Planning how to see the special fireworks and hear the concert of the Boston Pops, however, proved to be a challenge. Everyone told us that there would be a crowd of over 500,000 and to see the fireworks, we should camp out early at the Esplanade near where the Boston Pops concert would perform. We really didn't want to sit on the grass all day, so we thought we might be able to take our dinghy up the Charles River to hear and see from the water. To test our plan the evening before (July 3rd), Paul and Linda and Dave took the dinghy the mile and half from our moored boat toward the Charles River (Meg stayed on the boat because she wasn't feeling well and thankfully she was on board to close up all the hatches because it poured rain during that time.) It was 7 pm when we set out and knowing it would be dark in an hour, we took the dinghy nav light and a high powered flashlight.
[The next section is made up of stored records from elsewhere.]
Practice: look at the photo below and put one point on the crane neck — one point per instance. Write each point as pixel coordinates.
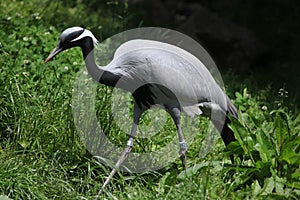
(98, 73)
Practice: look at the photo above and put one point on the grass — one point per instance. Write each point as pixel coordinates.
(42, 156)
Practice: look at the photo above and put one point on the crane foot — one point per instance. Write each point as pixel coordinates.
(182, 153)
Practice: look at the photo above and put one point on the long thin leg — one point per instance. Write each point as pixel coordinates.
(137, 115)
(175, 114)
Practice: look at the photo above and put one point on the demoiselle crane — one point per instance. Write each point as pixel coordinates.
(156, 73)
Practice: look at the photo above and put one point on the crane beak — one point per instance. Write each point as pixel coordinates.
(56, 51)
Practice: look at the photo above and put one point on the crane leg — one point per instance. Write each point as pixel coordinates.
(137, 114)
(175, 114)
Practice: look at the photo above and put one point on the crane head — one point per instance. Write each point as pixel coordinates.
(69, 38)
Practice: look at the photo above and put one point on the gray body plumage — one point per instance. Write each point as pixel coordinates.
(156, 73)
(140, 62)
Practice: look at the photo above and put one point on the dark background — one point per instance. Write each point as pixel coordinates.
(255, 39)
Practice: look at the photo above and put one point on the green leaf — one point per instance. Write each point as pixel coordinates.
(269, 185)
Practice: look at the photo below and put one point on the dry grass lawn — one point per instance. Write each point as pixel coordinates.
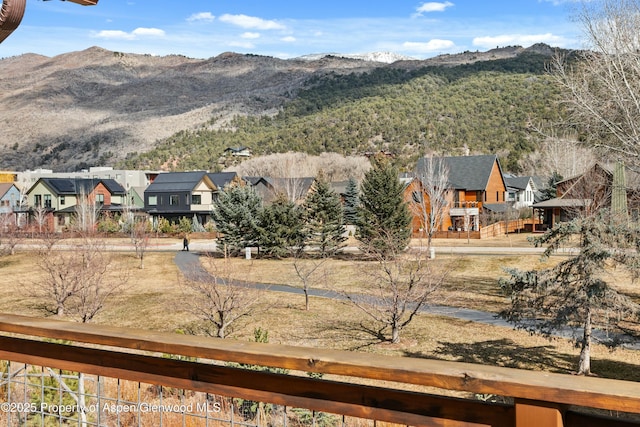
(151, 300)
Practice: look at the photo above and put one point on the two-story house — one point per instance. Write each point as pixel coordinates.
(66, 198)
(9, 197)
(175, 195)
(587, 193)
(521, 191)
(475, 184)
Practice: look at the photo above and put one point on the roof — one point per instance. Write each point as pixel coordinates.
(562, 203)
(114, 186)
(222, 179)
(469, 173)
(5, 187)
(177, 182)
(70, 186)
(518, 182)
(496, 207)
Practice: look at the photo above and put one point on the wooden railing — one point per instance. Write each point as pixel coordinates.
(541, 399)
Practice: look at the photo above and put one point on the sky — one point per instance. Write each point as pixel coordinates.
(291, 28)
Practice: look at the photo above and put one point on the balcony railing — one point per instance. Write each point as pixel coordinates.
(405, 391)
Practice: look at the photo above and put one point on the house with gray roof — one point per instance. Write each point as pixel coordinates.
(476, 184)
(60, 198)
(521, 191)
(9, 197)
(175, 195)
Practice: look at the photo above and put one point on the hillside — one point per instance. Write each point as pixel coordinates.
(97, 107)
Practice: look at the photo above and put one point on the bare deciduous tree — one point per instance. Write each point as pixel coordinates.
(306, 268)
(294, 165)
(87, 211)
(602, 88)
(140, 234)
(216, 300)
(10, 235)
(77, 282)
(40, 216)
(565, 156)
(398, 287)
(433, 173)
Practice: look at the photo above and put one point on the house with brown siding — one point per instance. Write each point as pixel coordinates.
(476, 185)
(60, 197)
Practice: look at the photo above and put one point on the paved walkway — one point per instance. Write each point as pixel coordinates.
(189, 264)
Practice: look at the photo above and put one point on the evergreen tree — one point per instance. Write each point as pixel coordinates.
(324, 218)
(235, 214)
(351, 202)
(281, 227)
(577, 292)
(383, 216)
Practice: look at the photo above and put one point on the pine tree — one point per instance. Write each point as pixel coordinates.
(383, 216)
(235, 214)
(577, 292)
(351, 202)
(281, 228)
(324, 218)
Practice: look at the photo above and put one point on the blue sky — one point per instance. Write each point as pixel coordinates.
(285, 29)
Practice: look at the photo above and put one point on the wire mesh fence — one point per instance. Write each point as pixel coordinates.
(41, 396)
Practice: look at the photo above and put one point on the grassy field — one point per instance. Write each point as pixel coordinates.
(151, 299)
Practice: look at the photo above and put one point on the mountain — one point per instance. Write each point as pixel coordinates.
(97, 107)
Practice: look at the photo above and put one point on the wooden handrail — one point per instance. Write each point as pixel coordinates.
(554, 388)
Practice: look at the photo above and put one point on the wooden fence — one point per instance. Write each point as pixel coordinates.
(540, 399)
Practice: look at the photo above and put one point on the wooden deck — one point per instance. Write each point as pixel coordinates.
(541, 398)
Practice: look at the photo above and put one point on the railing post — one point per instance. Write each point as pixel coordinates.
(538, 414)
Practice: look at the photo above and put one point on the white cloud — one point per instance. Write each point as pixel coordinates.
(148, 32)
(433, 7)
(251, 22)
(202, 16)
(249, 35)
(242, 45)
(433, 45)
(561, 2)
(135, 34)
(490, 42)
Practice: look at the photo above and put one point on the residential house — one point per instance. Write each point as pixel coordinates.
(11, 205)
(175, 195)
(417, 199)
(126, 178)
(10, 197)
(238, 151)
(67, 198)
(521, 191)
(587, 192)
(476, 185)
(8, 177)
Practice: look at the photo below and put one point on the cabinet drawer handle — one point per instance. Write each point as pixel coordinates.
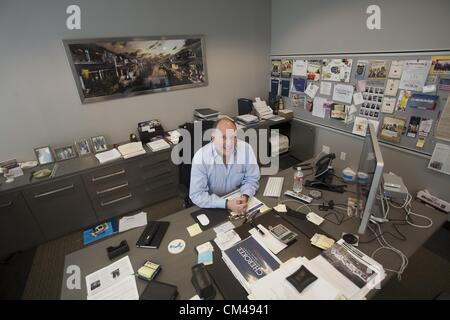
(94, 179)
(6, 205)
(40, 195)
(123, 185)
(103, 204)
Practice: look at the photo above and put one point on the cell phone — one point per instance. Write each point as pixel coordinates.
(149, 270)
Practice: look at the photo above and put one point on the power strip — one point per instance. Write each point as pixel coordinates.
(435, 202)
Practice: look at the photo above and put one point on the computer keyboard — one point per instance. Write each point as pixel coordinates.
(273, 187)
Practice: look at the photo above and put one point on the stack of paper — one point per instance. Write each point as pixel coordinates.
(138, 220)
(114, 282)
(205, 253)
(107, 156)
(174, 136)
(158, 145)
(321, 241)
(131, 149)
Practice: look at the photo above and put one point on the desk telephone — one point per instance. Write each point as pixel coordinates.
(262, 109)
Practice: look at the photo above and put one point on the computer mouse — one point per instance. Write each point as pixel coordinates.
(203, 219)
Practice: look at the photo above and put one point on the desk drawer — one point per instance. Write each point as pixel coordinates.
(123, 201)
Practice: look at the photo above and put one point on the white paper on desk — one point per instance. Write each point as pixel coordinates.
(325, 88)
(414, 74)
(224, 227)
(227, 239)
(343, 93)
(113, 282)
(318, 107)
(299, 68)
(311, 90)
(267, 240)
(131, 222)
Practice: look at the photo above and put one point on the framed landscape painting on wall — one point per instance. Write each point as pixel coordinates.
(118, 67)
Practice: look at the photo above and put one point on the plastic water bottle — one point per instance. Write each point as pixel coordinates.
(298, 181)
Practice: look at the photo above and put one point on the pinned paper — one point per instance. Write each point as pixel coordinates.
(358, 98)
(194, 230)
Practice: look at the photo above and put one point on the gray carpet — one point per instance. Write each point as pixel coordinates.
(45, 277)
(425, 278)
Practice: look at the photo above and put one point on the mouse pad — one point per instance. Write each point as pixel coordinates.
(215, 216)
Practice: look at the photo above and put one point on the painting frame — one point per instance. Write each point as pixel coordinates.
(130, 90)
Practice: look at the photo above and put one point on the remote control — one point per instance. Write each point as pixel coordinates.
(298, 196)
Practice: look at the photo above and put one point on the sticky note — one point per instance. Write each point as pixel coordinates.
(194, 230)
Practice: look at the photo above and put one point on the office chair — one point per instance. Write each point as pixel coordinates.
(245, 106)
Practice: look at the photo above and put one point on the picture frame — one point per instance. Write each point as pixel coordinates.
(110, 68)
(44, 155)
(99, 143)
(65, 153)
(83, 147)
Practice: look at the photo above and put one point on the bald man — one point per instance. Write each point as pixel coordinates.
(222, 166)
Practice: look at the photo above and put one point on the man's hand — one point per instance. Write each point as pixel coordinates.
(238, 205)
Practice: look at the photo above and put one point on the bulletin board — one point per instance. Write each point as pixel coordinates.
(355, 75)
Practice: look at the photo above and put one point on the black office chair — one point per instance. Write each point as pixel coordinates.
(245, 106)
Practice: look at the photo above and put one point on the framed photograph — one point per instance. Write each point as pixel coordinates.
(65, 153)
(99, 143)
(44, 155)
(112, 68)
(83, 147)
(392, 129)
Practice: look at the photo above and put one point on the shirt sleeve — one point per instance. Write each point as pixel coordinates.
(250, 183)
(199, 191)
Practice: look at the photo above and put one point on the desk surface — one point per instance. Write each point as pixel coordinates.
(176, 269)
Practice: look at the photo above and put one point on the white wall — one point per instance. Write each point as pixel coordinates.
(39, 102)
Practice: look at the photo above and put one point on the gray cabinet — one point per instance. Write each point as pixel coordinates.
(18, 228)
(60, 207)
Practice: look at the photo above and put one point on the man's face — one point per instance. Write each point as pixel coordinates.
(224, 138)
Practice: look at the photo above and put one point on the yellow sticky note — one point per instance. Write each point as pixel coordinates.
(194, 230)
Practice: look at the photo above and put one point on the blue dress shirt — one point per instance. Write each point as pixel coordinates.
(211, 178)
Turning up the river in our dinghy, we were surprised to see the river blocked by a huge structure of wood -- locks. We hadn't planned on encountering this and pulled off to the side of the river to contemplate what to do. Just then a small power boat came up and the lock gates opened up, so we followed the boat into the lock. The boat owner was friendly and said that the locks would be very crowded the night of July 4th.
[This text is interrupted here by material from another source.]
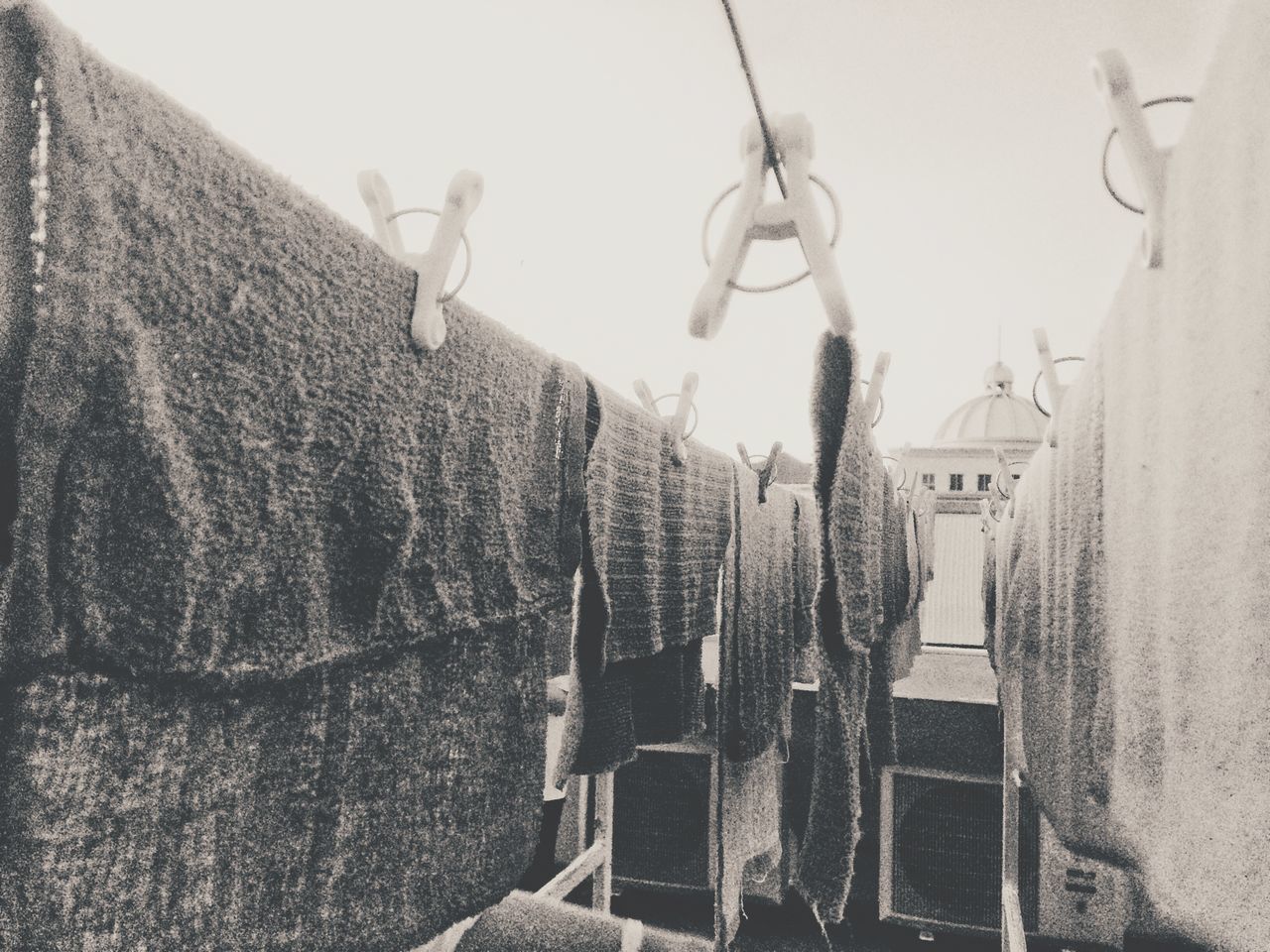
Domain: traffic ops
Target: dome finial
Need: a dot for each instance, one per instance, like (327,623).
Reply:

Past the locks, there were 3 different bridges, one of which had a very low clearance so it was clear that we could NOT use Frisky itself to come up to the July 4th fireworks.
When we came up to the area where fireworks and the concert were to be performed, we found that the Boston Pops was giving a July 3rd "advance" concert, so there were about 15 medium sized power boats anchored just off the river. A friendly man on a pontoon boat said we could tie up our dinghy to him and we sat in the dinghy hearing the music which started out with the National Anthem. A friendly couple in a kayak pulled up and hung onto our dinghy. Our little "raft-up" was enjoying life....until the rain started. After getting quite drenched, the pontoon owner invited us to climb up onto his boat under cover. The concert stopped during the rain and by now, it was quite dark. The kayakers and other boaters told us that the next night on July 4th, the lock on the river would be CLOSED until 2 am....Yuck! That would mean we would have to sit in our dinghy for 3 hours AFTER the concert ended at 10:30 pm. Our dinghy plan for the next night was starting to sound impossible. The rain slowed to a drizzle but the concert wasn't restarting, so we decided to head back down the river to our boat out in the harbor.
Unfortunately, when we returned to the River Lock, there were no other motor boats transiting, and we were faced with the challenge of trying to contact the lock master. The sign near the lock said to signal with 2 long blasts and 2 short blasts. We didn't have a horn with us in the dinghy. Dave and Paul tried their best to make very loud "horn sounds". Nothing.
Paul shone our high powered flashlight on the sign to see if there was some other way to contact the lockmaster. VHF channel 13 but we didn't have a VHF radio on us. The sign also said to stay back 100 feet until the lock opened and there was a green light. We waited and debated. Suddenly the lock opened and a small motor boat came OUT toward us. We debated speeding into the lock but we didn't get a green light....and the lock gate quickly closed.
We felt that the lock master had seen us (from wherever his office was) and he was now punishing us because we were not following protocol.
After much more debate among the 3 of us, we resorted to an act of desperation. Along one of the wooden walls outside the lock, there was a ladder. So we offloaded Paul (who borrowed Dave's sandals since Paul was barefoot) onto the wooden platform to climb up the ladder. Hopefully he could find the lockmaster's office and respectfully ask for the lock to be opened.
Paul negotiated a nearly rotten wood platform and was half way up the steel ladder to the street when SUDDENLY the lock opened and we got a green light. Now we had to speed up in the dinghy and enter the lock, abandoning Paul. The lock slowly filled and the gate opened depositing us at the other side. A loud voice (like a voice from God above) said: "Next time do NOT shine a bright light at me. Next time use the VHF radio." We felt duly chastised.
So now we are on the downriver side of the lock but where is Paul. To shorten the story, we saw him standing on another derelict dock waving his arms and shouting at us. (During this whole time, traffic in the nearby bridge is so loud that it is difficult to hear anything....except the voice of God the LockMaster.) Paul had been able to get advice from some friendly police stationed nearby to find the dock where he was standing.
We dinghy-ed back to Frisky to contemplate how to see/hear the July4th celebration the next day.